Tralala flirts with the neighborhood boy.

When I first saw Last Exit to Brooklyn, I had not the life experiences to fully grasp all that was going on with these deeply disturbed and morally vacant characters. Viewing it yesterday, I found most of them to be simply one dimensional with a single personality trait. The gang of boys is nothing more than a pack of stereotypical 1950’s street hoods. The leader Vinnie has a prison past and there is a suggestion that he had a gay fling with a transvestite. The transvestite is likewise one dimensional. All we know is that he is very feminine and is in love with Vinnie.

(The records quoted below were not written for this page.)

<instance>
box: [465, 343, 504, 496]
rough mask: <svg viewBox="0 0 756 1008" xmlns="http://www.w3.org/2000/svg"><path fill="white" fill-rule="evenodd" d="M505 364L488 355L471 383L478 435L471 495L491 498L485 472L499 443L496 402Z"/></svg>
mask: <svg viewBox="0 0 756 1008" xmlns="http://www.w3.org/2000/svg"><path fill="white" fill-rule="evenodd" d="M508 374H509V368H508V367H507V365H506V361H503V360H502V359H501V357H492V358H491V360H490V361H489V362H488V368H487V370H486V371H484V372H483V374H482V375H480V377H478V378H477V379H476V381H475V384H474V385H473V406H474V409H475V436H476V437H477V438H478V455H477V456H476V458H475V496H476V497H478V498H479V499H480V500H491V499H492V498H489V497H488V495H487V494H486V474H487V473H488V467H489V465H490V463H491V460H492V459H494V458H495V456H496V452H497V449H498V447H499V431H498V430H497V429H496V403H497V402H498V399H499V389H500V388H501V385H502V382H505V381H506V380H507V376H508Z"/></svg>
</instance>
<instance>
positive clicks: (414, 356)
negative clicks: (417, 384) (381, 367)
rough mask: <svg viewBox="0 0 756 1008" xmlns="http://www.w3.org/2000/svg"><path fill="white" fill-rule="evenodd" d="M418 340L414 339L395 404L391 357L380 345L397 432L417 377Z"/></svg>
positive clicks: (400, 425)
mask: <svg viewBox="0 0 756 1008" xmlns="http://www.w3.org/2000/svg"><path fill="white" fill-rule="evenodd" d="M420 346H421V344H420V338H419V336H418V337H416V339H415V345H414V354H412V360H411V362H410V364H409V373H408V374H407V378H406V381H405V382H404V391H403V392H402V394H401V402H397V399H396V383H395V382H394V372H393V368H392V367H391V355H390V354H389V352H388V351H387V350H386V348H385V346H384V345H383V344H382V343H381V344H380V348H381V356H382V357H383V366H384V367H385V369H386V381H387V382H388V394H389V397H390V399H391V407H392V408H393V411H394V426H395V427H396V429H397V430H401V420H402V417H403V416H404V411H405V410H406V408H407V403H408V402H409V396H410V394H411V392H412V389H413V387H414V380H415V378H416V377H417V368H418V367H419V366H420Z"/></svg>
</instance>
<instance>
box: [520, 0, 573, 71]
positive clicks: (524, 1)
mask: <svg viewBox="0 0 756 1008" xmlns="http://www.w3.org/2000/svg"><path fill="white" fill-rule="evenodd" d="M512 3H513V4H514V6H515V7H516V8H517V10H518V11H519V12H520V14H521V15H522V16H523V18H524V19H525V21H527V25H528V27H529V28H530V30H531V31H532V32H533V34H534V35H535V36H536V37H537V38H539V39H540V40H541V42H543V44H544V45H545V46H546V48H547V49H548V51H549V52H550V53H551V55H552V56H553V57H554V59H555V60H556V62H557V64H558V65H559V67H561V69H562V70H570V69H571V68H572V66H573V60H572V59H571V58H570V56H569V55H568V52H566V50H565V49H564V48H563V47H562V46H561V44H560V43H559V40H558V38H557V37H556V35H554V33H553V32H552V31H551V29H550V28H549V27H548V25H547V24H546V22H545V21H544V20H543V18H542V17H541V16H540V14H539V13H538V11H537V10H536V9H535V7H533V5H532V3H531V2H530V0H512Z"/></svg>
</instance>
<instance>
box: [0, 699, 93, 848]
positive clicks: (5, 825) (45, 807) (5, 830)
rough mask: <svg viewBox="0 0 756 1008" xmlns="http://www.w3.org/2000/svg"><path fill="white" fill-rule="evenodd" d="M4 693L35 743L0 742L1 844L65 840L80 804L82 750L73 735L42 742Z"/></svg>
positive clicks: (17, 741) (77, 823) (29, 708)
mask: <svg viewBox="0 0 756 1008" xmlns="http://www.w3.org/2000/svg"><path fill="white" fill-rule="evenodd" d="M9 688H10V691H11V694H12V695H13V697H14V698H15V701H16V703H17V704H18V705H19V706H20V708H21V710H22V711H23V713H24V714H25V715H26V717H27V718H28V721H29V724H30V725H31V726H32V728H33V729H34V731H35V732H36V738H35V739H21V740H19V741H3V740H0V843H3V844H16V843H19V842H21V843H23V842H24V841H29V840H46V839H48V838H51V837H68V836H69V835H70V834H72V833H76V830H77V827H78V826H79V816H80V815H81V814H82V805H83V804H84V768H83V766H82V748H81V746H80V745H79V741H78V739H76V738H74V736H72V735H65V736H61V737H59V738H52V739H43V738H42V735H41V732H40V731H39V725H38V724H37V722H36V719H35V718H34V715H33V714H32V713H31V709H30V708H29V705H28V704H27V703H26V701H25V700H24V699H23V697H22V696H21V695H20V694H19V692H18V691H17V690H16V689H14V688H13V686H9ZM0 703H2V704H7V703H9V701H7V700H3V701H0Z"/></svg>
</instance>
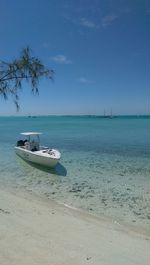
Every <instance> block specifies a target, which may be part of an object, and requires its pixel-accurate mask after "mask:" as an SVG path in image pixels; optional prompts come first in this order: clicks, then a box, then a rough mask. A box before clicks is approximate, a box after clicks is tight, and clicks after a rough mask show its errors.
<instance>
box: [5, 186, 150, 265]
mask: <svg viewBox="0 0 150 265" xmlns="http://www.w3.org/2000/svg"><path fill="white" fill-rule="evenodd" d="M0 264H1V265H35V264H36V265H47V264H48V265H80V264H81V265H82V264H94V265H149V264H150V237H149V236H146V235H143V234H138V233H136V232H131V231H129V230H127V229H125V228H123V227H121V226H119V225H117V224H115V223H111V222H109V221H104V220H100V219H98V218H96V217H93V216H91V215H88V214H84V213H82V212H80V211H75V210H72V209H69V208H66V207H64V206H61V205H57V204H55V203H53V202H52V201H48V202H47V201H44V200H42V199H40V198H37V197H35V196H33V195H32V194H31V195H30V194H21V193H17V194H16V195H15V194H14V193H13V192H10V191H5V190H1V191H0Z"/></svg>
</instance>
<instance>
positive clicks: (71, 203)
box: [0, 116, 150, 228]
mask: <svg viewBox="0 0 150 265" xmlns="http://www.w3.org/2000/svg"><path fill="white" fill-rule="evenodd" d="M22 131H39V132H42V133H43V135H42V136H41V141H42V144H44V145H48V146H49V147H54V148H58V149H59V150H60V152H61V154H62V158H61V161H60V163H59V164H58V165H57V167H56V169H55V170H49V169H46V168H42V167H35V166H33V165H30V164H28V163H26V162H25V161H23V160H22V159H20V158H19V157H17V156H16V155H15V152H14V145H15V143H16V141H17V140H18V138H19V137H20V136H19V133H20V132H22ZM0 146H1V148H0V184H1V185H3V186H10V187H12V188H14V189H16V191H17V189H25V190H28V191H30V192H34V193H37V194H40V195H42V196H46V197H47V198H50V199H54V200H56V201H58V202H61V203H65V204H67V205H70V206H72V207H78V208H81V209H84V210H87V211H89V212H91V213H93V214H96V215H104V216H106V217H110V218H112V219H115V220H118V221H123V222H125V223H128V224H132V225H135V226H142V227H146V228H149V227H150V117H114V118H113V119H109V118H108V119H106V118H100V117H94V116H77V117H75V116H74V117H71V116H70V117H69V116H68V117H65V116H62V117H60V116H47V117H31V118H28V117H0Z"/></svg>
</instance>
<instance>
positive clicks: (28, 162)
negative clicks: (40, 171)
mask: <svg viewBox="0 0 150 265" xmlns="http://www.w3.org/2000/svg"><path fill="white" fill-rule="evenodd" d="M23 160H24V159H23ZM24 162H26V163H27V164H28V165H30V166H32V167H33V168H36V169H38V170H41V171H43V172H46V173H50V174H54V175H58V176H63V177H65V176H66V175H67V170H66V168H65V167H64V166H63V165H62V164H61V163H58V164H57V165H56V167H54V168H50V167H46V166H42V165H38V164H35V163H32V162H30V161H25V160H24Z"/></svg>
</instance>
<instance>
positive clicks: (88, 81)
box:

As Scott wrote, there are only two sympathetic characters. They are likewise one dimensional but they play important roles. The young neighborhood boy sees Tralala, as Patrick wrote, as something far greater than she sees herself. He does little throughout the film but stare longingly at her. He has one of my favorite lines though. When he walks in on his sister getting fitted for her wedding dress, their father tells her to cover up. The boy remarks, “I’ve seen her bush before.”

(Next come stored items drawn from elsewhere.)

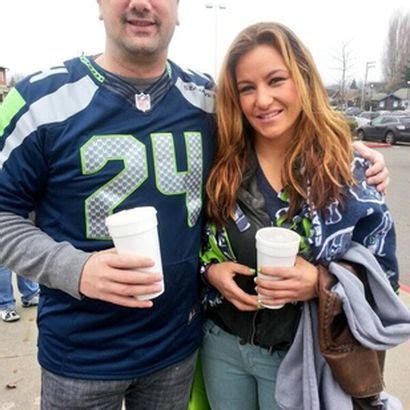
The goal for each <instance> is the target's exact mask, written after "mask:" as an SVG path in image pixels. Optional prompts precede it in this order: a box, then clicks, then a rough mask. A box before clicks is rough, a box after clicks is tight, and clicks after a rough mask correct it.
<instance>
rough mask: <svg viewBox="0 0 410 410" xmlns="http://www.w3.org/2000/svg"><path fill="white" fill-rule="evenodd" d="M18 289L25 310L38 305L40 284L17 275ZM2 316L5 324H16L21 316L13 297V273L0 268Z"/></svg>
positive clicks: (1, 313) (1, 309) (0, 303)
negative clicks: (8, 323)
mask: <svg viewBox="0 0 410 410" xmlns="http://www.w3.org/2000/svg"><path fill="white" fill-rule="evenodd" d="M17 287H18V290H19V292H20V294H21V305H22V306H23V307H24V308H28V307H31V306H37V305H38V299H39V287H38V284H37V283H35V282H33V281H31V280H29V279H26V278H24V277H22V276H18V275H17ZM0 316H1V318H2V320H3V321H4V322H16V321H17V320H19V319H20V315H19V314H18V313H17V311H16V300H15V299H14V296H13V284H12V272H11V271H10V269H7V268H5V267H3V266H0Z"/></svg>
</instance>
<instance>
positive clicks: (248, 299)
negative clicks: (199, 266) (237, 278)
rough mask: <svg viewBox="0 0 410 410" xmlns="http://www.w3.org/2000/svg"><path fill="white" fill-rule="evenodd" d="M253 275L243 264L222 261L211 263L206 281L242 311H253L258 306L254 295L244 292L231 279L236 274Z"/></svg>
mask: <svg viewBox="0 0 410 410" xmlns="http://www.w3.org/2000/svg"><path fill="white" fill-rule="evenodd" d="M238 274H240V275H247V276H253V275H254V273H253V272H252V271H251V270H250V269H249V268H248V267H247V266H244V265H240V264H239V263H234V262H222V263H215V264H214V265H211V266H210V267H209V269H208V275H207V280H208V282H209V283H210V284H211V285H212V286H213V287H215V288H216V289H218V291H219V292H220V293H221V294H222V295H223V296H224V297H225V299H227V300H229V302H231V303H232V304H233V305H235V306H236V307H237V308H238V309H239V310H242V311H253V310H256V309H257V308H258V298H257V296H256V295H249V294H248V293H246V292H244V291H243V290H242V289H241V288H240V287H239V286H238V285H237V284H236V282H235V281H234V280H233V278H234V277H235V276H236V275H238Z"/></svg>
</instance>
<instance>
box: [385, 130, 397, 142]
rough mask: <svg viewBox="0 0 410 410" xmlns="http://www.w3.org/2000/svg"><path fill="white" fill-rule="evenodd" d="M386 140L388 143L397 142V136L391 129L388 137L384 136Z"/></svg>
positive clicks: (389, 132) (389, 131)
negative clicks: (396, 135)
mask: <svg viewBox="0 0 410 410" xmlns="http://www.w3.org/2000/svg"><path fill="white" fill-rule="evenodd" d="M384 140H385V141H386V142H387V143H388V144H391V145H393V144H395V143H396V137H395V136H394V133H393V132H392V131H389V132H388V133H387V134H386V137H385V138H384Z"/></svg>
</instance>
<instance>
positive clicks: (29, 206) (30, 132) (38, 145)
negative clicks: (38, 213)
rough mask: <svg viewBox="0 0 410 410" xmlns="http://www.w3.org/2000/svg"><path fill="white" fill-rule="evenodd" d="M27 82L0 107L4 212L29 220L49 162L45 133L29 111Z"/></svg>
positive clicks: (47, 169)
mask: <svg viewBox="0 0 410 410" xmlns="http://www.w3.org/2000/svg"><path fill="white" fill-rule="evenodd" d="M24 91H25V86H24V83H23V84H22V85H21V87H20V89H19V88H14V89H13V90H12V91H11V92H10V93H9V94H8V96H7V97H6V99H5V101H4V102H3V104H2V105H1V108H0V123H1V129H0V211H6V212H13V213H15V214H17V215H20V216H23V217H27V216H28V214H29V212H31V211H32V210H33V209H34V207H35V203H36V199H37V198H38V197H39V195H40V193H41V192H42V190H43V188H44V184H45V181H46V178H47V173H48V169H47V163H46V160H45V158H44V147H43V144H42V139H41V138H40V134H41V130H39V129H38V128H37V126H36V118H35V117H34V116H33V115H32V112H31V111H30V109H29V105H30V101H29V100H30V98H31V96H30V95H25V93H24Z"/></svg>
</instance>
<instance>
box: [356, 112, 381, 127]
mask: <svg viewBox="0 0 410 410" xmlns="http://www.w3.org/2000/svg"><path fill="white" fill-rule="evenodd" d="M379 115H380V113H379V112H378V111H362V112H361V113H360V114H358V115H356V121H357V127H358V128H359V127H362V126H363V125H365V124H368V123H369V122H370V121H371V120H374V119H375V118H377V117H378V116H379Z"/></svg>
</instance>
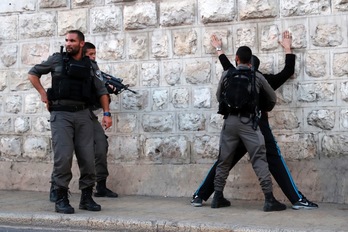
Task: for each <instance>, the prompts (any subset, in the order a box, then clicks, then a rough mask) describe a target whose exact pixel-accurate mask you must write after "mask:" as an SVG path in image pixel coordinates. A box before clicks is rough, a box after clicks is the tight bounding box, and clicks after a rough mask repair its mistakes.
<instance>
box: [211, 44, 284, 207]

The Second Lieutenant who also falls under Tralala’s spell is poorly defined but like the boy, he serves a greater purpose in Tralala’s life. The soldier must know what kind of girl she is by her choice in clothing and the fact that they meet in a bar and they fuck their first night together. However, he also defends her and treats her with the kind of dignity that is completely foreign to her.

Harry is a very solid character. He has one important thing going for him. He is the steward for the local union and has money to spend because of it. He uses it to buy liquor to get the gang of boys to hang out with him. It is the one thing that makes him feel good about himself. He then has a poorly timed homosexual affair and his world falls apart. He loses his job and his gold digging lover. I like the line when the union boss finds out he has been wasting their money and asks, “Who the fuck do you think you are; Frank Sinatra?” The final scene of Harry looking at his sleeping wife and baby is the very definition of despair.

The one constant throughout Last Exit to Brooklyn is the feeling of hopelessness. Every character wants something but none of them get it, at least not for long. This is most obvious with Tralala, only she does not know what she wants until it is too late. The Second Lieutenant wants a girl he can think about while away but Tralala is only after his money. Likewise, the teenage boy has made her his dream girl but that is one dream that we know from the start will never come to pass.

Tralala is the one character in the entire film that has the greatest chance to leave this neighborhood without being in the custody of police. By the end of the film we see that possibility. After her soldier leaves, she is at first disappointed that he only gave her a love letter instead of cash. Later she visits a couple of bars where she starts to see herself as everyone else, except the soldier, sees her and she snaps. What she does is clinically insane, but it was therapeutically her hitting rock bottom. The neighborhood boy defending her was like an angel pulling her from a fire. We will never know what became of her but I believe that was the start of her new life. At least that is how I saw it.

Even though I better understood the characters this time around, I felt like I needed to bathe after watching Last Exit to Brooklyn. Viewing this film is like finding cum in your beer. You want to know how it got there but you sure as hell do not want to drink it.